Monica Marchetti-Brock (center) and William Twardzik of the Office of Labor Relations discuss changes to sexual harassment policy.
Monica Marchetti-Brock (center) and William Twardzik of the Office of Labor Relations discuss changes to sexual harassment policy.

The city of Philadelphia officially rolled out new policies around how it handles sexual harassment complaints six months ago, and on Tuesday city officials provided an update on how progress made since the new policies were implemented.

Director of Office of Labor Relations Monica Marchetti-Brock is forthright in the importance of improved sexual harassment policies for city employees. “The Kenney administration set the goal of creating a workplace that’s diverse, inclusive and free of harassment, intimidation and discrimination,” Marchetti-Brock said.

In July 2018, with the #MeToo movement against sexual abuse gaining national momentum and after news of inappropriate behavior from city employees. City Controller Rebecca Rhynhart released an audit local government's sexual harassment policies and protocols.

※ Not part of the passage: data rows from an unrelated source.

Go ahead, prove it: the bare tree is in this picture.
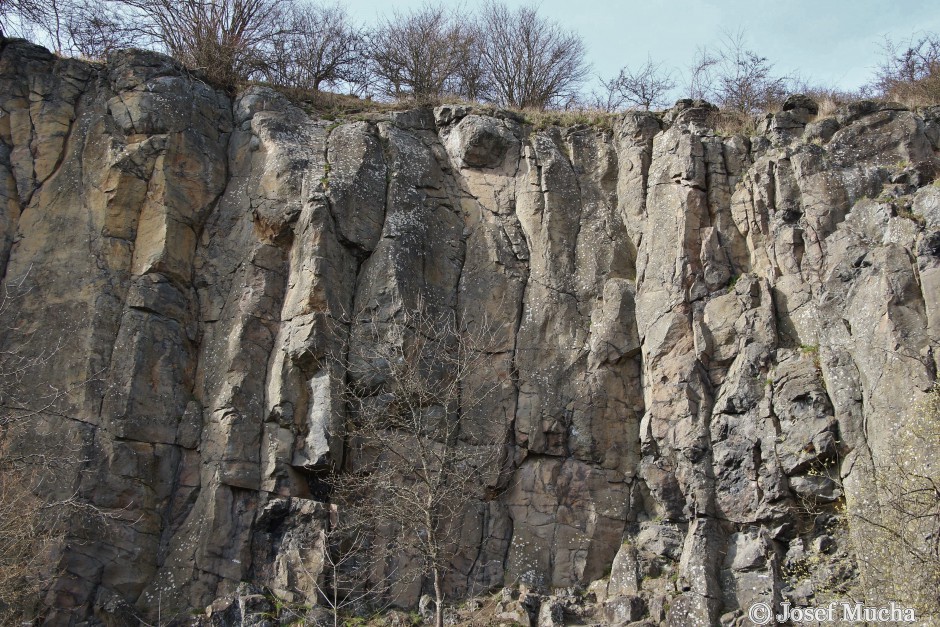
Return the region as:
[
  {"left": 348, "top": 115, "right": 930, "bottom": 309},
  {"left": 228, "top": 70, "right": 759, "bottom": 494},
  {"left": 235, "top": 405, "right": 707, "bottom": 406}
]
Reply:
[
  {"left": 604, "top": 57, "right": 676, "bottom": 111},
  {"left": 481, "top": 1, "right": 588, "bottom": 109},
  {"left": 686, "top": 47, "right": 718, "bottom": 100},
  {"left": 331, "top": 303, "right": 508, "bottom": 627},
  {"left": 114, "top": 0, "right": 287, "bottom": 88},
  {"left": 65, "top": 2, "right": 138, "bottom": 59},
  {"left": 264, "top": 3, "right": 366, "bottom": 91},
  {"left": 688, "top": 30, "right": 788, "bottom": 114},
  {"left": 872, "top": 33, "right": 940, "bottom": 105},
  {"left": 369, "top": 4, "right": 476, "bottom": 98}
]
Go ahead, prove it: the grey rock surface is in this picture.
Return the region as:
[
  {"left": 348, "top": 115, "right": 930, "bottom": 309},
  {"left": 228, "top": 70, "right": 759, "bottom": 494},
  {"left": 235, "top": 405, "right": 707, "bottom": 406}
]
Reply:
[{"left": 0, "top": 41, "right": 940, "bottom": 626}]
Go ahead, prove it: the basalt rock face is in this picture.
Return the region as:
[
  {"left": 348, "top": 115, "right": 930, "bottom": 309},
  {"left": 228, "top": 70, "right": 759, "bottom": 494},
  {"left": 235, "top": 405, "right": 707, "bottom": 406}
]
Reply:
[{"left": 0, "top": 36, "right": 940, "bottom": 625}]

Rhynhart’s audit found that on sexual harassment, “The city’s policy is inadequate, decentralized and implemented poorly across city departments.” Her report called the process for reporting harassment “opaque and complicated.” Rhynhart reviewed 121 complaints filed from July 2012 to April 2018, including 102 complaints of verbal harassment, 44 complaints of sexual misconduct and seven complaints of coercion among city employees. Of the 121 cases, 63 were investigated and substantiated; 53 were deemed unsubstantiated. Rhynhart’s audit helped serve as a catalyst for changing how city offices handle sexual harassment cases.

 

Mayor Jim Kenney signed an executive order in July 19, 2018 to improve anti-sexual harassment policies. In his executive order Kenney required sexual harassment prevention training for all employees and supervisors and cooperation in investigations from all employees.

Several key updates have been made to the sexual harassment prevention policy with recommendations from Rhynhart’s audit in mind. Prohibited conduct now includes guidelines relating to gender identity, sexual orientation and the use of technology, and the policy includes gender fluid safeguards that show support for employees of LGBTQ backgrounds.

City employees that want to report a sexual harassment incident are now able to file complaints online using their smartphone or computer in a more secure and private manner.

According to Marchetti-Brock, there have been 40 sexual harassment complaints since July 19, 2018, with 50 percent of the complaints related to conduct prior to July 19, 2018. By fall 2019, sexual harassment training is expected to be held for all city employees.